Climate Con 2025 will feature an exciting lineup of speakers, including keynote speakers, workshop leaders, and four engaging panelists. Each of these experts will bring unique insights and perspectives on climate hope & anxiety. Please keep an eye on this page as we begin to announce our speakers and share more details about their contributions to the conference.

Welcome: Dr. Sarah Burch, PhD, Executive Director of the Waterloo Climate Institute & Professor, University of Waterloo

Sarah Burch headshot

Dr. Sarah Burch is a Professor in the Department of Geography and Environmental Management, and holds a Canada Research Chair in Sustainability Governance and Innovation.  

She is the Executive Director of the Waterloo Climate Institute, a Lead Author of the United Nations’ Sixth Assessment Report of the Intergovernmental Panel on Climate Change, and helped to lead expert input into the development of Canada’s first National Adaptation Strategy. Her research uncovers transformative responses to climate change at the community scale, the political and justice dimensions of energy transitions, and the unique contributions that small businesses can make to this solving these complex challenges. 

Dr. Burch holds a PhD from the University of British Columbia, and held a postdoctoral fellowship at the University of Oxford’s Environmental Change Institute. She was named to the Royal Society of Canada’s College of New Scholars in 2017, one of Canada’s Top 40 Under 40TM in 2018, and one of Canada’s Clean 50 in 2021. 

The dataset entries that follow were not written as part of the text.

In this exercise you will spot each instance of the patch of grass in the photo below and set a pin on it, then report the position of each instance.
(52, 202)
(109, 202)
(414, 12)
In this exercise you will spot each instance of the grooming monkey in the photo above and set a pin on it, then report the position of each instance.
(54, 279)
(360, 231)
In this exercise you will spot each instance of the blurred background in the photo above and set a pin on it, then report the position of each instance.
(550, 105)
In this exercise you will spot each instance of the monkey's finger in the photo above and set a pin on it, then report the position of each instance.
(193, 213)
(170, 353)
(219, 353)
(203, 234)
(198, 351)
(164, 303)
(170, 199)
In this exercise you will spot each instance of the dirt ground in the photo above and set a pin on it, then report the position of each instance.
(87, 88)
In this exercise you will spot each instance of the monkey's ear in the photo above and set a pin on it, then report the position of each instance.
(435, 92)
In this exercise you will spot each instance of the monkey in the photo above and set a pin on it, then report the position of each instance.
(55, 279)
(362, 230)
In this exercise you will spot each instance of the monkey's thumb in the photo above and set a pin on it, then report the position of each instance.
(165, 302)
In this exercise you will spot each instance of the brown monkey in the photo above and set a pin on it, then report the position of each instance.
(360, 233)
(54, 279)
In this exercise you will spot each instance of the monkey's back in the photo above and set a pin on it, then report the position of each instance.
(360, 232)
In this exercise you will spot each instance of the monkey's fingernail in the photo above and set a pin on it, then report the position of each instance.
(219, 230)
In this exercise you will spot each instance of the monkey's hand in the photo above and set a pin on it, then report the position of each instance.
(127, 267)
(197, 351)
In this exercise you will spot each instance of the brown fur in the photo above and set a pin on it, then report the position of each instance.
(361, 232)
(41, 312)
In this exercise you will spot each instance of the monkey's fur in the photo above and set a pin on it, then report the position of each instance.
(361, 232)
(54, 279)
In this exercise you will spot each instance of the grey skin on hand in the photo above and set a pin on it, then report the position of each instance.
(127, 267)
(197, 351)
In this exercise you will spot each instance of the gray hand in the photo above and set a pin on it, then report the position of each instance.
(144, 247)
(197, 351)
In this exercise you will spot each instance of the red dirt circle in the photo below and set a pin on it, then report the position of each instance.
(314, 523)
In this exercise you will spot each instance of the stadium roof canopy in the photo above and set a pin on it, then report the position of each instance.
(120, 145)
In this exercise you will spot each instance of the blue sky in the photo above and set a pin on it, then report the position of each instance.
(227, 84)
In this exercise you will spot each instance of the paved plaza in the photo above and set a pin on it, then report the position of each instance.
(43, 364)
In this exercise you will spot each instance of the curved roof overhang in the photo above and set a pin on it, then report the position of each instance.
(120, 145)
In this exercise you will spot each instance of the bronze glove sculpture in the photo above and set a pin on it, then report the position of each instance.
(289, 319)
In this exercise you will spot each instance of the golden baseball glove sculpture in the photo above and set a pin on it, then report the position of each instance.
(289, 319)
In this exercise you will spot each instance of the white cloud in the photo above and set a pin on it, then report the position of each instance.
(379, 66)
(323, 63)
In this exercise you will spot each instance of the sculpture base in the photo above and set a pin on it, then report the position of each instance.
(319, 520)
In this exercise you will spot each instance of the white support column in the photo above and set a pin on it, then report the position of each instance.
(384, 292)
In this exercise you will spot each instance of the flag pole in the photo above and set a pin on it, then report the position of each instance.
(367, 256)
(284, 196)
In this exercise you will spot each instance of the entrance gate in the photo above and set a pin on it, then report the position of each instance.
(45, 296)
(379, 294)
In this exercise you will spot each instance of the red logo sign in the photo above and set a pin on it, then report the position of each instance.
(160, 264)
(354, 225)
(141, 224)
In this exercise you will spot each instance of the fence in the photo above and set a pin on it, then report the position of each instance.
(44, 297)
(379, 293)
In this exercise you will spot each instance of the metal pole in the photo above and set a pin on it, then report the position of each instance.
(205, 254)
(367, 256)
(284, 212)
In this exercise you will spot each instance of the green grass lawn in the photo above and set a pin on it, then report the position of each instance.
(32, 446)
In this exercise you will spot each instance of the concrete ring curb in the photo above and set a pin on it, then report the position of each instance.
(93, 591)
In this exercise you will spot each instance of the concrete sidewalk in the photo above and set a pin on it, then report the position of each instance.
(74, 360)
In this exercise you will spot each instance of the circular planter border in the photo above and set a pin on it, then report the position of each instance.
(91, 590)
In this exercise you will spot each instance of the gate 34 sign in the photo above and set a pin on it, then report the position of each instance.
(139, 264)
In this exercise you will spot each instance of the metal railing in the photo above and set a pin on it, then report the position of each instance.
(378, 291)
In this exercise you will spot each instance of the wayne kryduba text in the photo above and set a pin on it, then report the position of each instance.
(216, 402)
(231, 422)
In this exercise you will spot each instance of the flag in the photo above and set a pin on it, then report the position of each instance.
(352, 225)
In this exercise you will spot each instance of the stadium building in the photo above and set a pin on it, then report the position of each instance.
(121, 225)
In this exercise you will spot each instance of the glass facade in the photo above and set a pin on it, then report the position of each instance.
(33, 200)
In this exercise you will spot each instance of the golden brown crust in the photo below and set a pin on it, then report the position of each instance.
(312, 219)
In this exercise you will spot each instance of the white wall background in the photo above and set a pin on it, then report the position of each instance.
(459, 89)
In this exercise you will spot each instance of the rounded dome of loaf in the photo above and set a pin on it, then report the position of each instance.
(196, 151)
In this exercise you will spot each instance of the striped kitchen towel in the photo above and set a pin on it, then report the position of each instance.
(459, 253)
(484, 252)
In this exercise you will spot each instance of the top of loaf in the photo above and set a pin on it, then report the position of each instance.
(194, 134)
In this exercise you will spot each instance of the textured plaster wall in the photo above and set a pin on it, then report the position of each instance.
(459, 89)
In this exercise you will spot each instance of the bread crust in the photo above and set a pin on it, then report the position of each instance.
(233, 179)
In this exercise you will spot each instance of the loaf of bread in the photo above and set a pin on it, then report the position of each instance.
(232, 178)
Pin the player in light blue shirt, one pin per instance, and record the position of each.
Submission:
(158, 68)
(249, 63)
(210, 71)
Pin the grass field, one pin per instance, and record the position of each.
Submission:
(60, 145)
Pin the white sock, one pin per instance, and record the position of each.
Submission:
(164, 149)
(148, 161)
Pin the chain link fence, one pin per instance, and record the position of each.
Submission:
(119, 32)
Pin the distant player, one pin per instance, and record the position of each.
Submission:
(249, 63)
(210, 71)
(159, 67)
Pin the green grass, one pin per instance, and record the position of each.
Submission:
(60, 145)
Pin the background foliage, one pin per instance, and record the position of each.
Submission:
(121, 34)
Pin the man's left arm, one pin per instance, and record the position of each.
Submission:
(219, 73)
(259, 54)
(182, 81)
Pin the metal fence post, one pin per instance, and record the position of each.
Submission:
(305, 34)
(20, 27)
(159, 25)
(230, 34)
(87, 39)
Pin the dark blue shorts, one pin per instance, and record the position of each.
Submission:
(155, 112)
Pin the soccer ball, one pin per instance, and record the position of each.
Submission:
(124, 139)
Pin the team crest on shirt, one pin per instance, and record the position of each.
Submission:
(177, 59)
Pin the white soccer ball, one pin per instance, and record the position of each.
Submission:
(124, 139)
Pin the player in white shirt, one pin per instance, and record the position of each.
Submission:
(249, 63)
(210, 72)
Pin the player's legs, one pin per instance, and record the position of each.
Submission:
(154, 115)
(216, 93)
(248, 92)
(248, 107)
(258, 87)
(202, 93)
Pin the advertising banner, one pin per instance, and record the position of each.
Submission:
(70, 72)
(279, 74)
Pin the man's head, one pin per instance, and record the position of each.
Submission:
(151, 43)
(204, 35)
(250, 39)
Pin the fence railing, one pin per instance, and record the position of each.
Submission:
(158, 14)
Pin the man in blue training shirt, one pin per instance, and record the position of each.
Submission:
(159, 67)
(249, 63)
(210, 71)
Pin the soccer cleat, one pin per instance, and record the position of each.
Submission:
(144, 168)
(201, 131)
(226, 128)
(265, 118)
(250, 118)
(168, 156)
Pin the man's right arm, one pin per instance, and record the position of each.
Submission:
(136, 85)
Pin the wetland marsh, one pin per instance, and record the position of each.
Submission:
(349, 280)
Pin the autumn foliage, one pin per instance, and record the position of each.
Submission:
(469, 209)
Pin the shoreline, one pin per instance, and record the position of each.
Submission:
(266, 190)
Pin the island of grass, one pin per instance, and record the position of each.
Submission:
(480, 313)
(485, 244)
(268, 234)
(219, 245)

Indigenous Welcome: Dr. Elder Myeengun Henry, Indigenous Knowledge Keeper, Faculty of Health, University of Waterloo

Elder Myeengun Henry

As Indigenous Knowledge Keeper, Elder Henry provides strategic leadership to the Faculty of Health and our response to the Truth and Reconciliation Calls to Action. He collaborates with the Office of Indigenous Relations and with the Faculty of Health community, and identifies and contributes to building reciprocal and respectful relationships with Indigenous individuals and communities.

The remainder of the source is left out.